François Le Gland has been a member of the committees for the PhD thesis of Mathieu Chouchane (université de la Méditerrannée, advisors: Mustapha Ouladsine and Sébastien Paris) and for the habilitation thesis of Jérôme Morio (université de Rennes 1) and he as been a reviewer for the PhD thesis of Mélanie Bocquel (University of Twente, advisors: Arunabha Bagchi and Hans Driessen).
Florent Malrieu has been a member of the committees for the PhD theses of Bertrand Cloez (université Paris–Est Marne–la–Vallée, advisor: Djalil Chafaï) and Alexandre Genadot (université Pierre et Marie Curie, advisor: Michèle Thieullen) and he as been a reviewer for the PhD thesis of David Godinho Pereira (université Paris–Est Créteil, advisor: Nicolas Fournier).
Valérie Monbet has been a member of the committees for the PhD theses of Paul Bui Quang (université de Rennes 1, advisors: François Le Gland and Christian Musso) and Sébastien Béyou (université de Rennes 1, advisor: Étienne Mémin).

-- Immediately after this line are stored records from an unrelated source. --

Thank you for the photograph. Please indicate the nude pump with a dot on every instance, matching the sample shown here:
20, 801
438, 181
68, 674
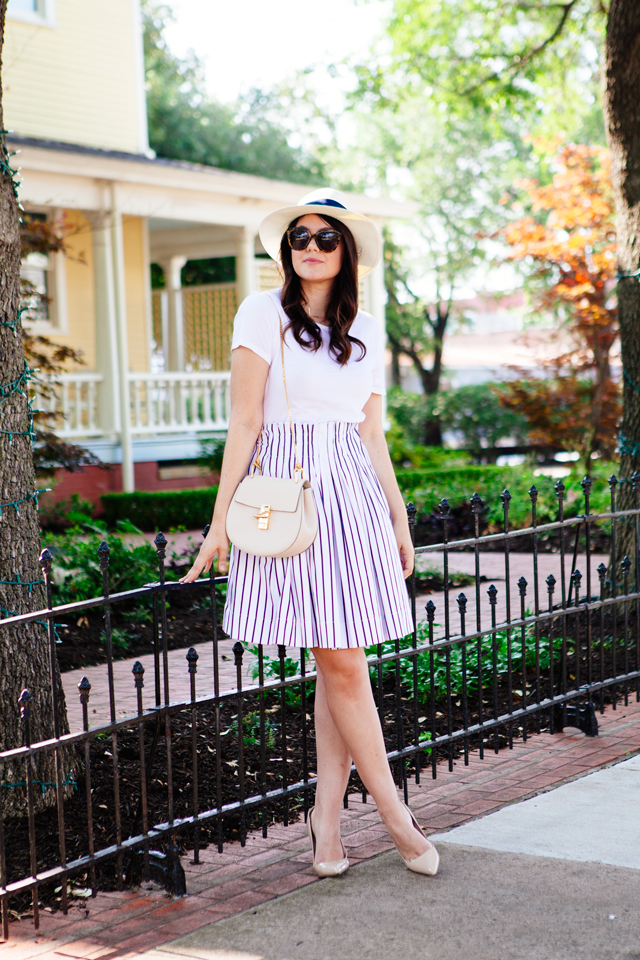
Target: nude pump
427, 863
328, 868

In addition to presentations with a publication in the proceedings, which are listed at the end of the document in the bibliography, members of ASPI have also given the following presentations.
Arnaud Guyader has been invited to give a talk on simulation and estimation of rare events and extreme quantiles, at the ESSEC working group on Risk, in October 2013 and at the université Pierre et Marie Curie working group on Extreme Value Theory, in December 2013. He has also given a talk on estimation of mutual nearest neighbors, at the 45èmes Journées de Statistique, held in Toulouse in May 2013.
François Le Gland has been invited to give a talk on the ensemble Kalman filter, at the department of applied mathematics of the University of Twente, in October 2013.
Valérie Monbet has given a talk on dynamical partitioning of directional ocean wave spectra, at the workshop on Space–Time Data Analysis in Oceanography and Meteorology I, held in Berder in May 2013 and a talk on stochastic weather generators with non–homogeneous hidden Markov switching, at the workshop on Space–Time Data Analysis in Oceanography and Meteorology II, held in Landéda in November 2013. She has given a talk on stochastic weather generators, at the MODNAT workshop on Modelling of Natural Events, held at ONERA Palaiseau in October 2013, and at the 5ème École Interdisciplinaire de Rennes sur les Systèmes Complexes — Stochasticité dans les Systèmes Complexes : Désordre, Hasard, Incertitudes, held in October 2013, and a talk on stochastic weather generators and switching auto–regressive models, and application to temperature series, at the PEPER workshop on Extreme Value Theory and Risk Assessment in Climate Sciences, held in Aussois in December 2013.